Toyota's "driving machine for all budgets" is another good example of how to create an unmistakable aesthetic. No one will be able to say that the GT86 looks like any other car (except the BRZ, funny guy). It's got personality, it's got a "badass" face, it's got edges, it's got "manga essence". The best part? See some winks from the LFA, the next member of this list.

Lexus LFA

Examples of how Toyota knows how to make weird but beautiful cars.

I don't think we need to talk too much about the LFA. Another good example of a car "out of a manga" that can't deny its Japanese origin, as it should be. With the same aesthetic essence of the other cars on this list, where curves are mixed with sharp edges and straight lines. Mastery. And we didn't like some of the concepts that preceded and anticipated it.

Toyota Celica

Examples of how Toyota knows how to make weird but beautiful cars.

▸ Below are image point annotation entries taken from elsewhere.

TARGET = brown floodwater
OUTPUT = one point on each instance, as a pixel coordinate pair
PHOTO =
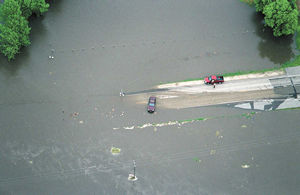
(60, 117)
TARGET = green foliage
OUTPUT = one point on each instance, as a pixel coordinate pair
(28, 7)
(14, 29)
(295, 62)
(298, 37)
(280, 15)
(14, 32)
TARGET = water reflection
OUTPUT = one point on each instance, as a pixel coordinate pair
(276, 49)
(10, 68)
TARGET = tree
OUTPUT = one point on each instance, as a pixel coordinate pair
(14, 32)
(33, 6)
(281, 17)
(260, 4)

We jump back in time to meet the '99 Celica. Let's admit that at the time it was "weird". The radical change from the organic shapes and curves of the previous Celica to a "new edge" design of concave and convex surfaces limited by sharp edges seemed strange to us, but in the end we ended up liking it. We liked it a lot. Some of the aesthetic cues of this Celica would spread throughout the rest of the Toyota range, even to the second-generation Prius, with a certain family feel.

In T-Sport finish, in titanium gray, the Celica worked aesthetically, without copying anyone, and making clear its Asian origin.

Toyota FT-1 Concept

Examples of how Toyota knows how to make weird but beautiful cars.

And we close with a concept that, supposedly, is the prelude to the imminent new Supra. Yes, it's another example of a "sports car", but the FT-1 serves to demonstrate that Toyota's departments still know how to do a good job with proportions and details. That's why we don't understand the Mirai, nor the Prius, nor the conceptual C-HR that will supposedly give birth to a B-SUV.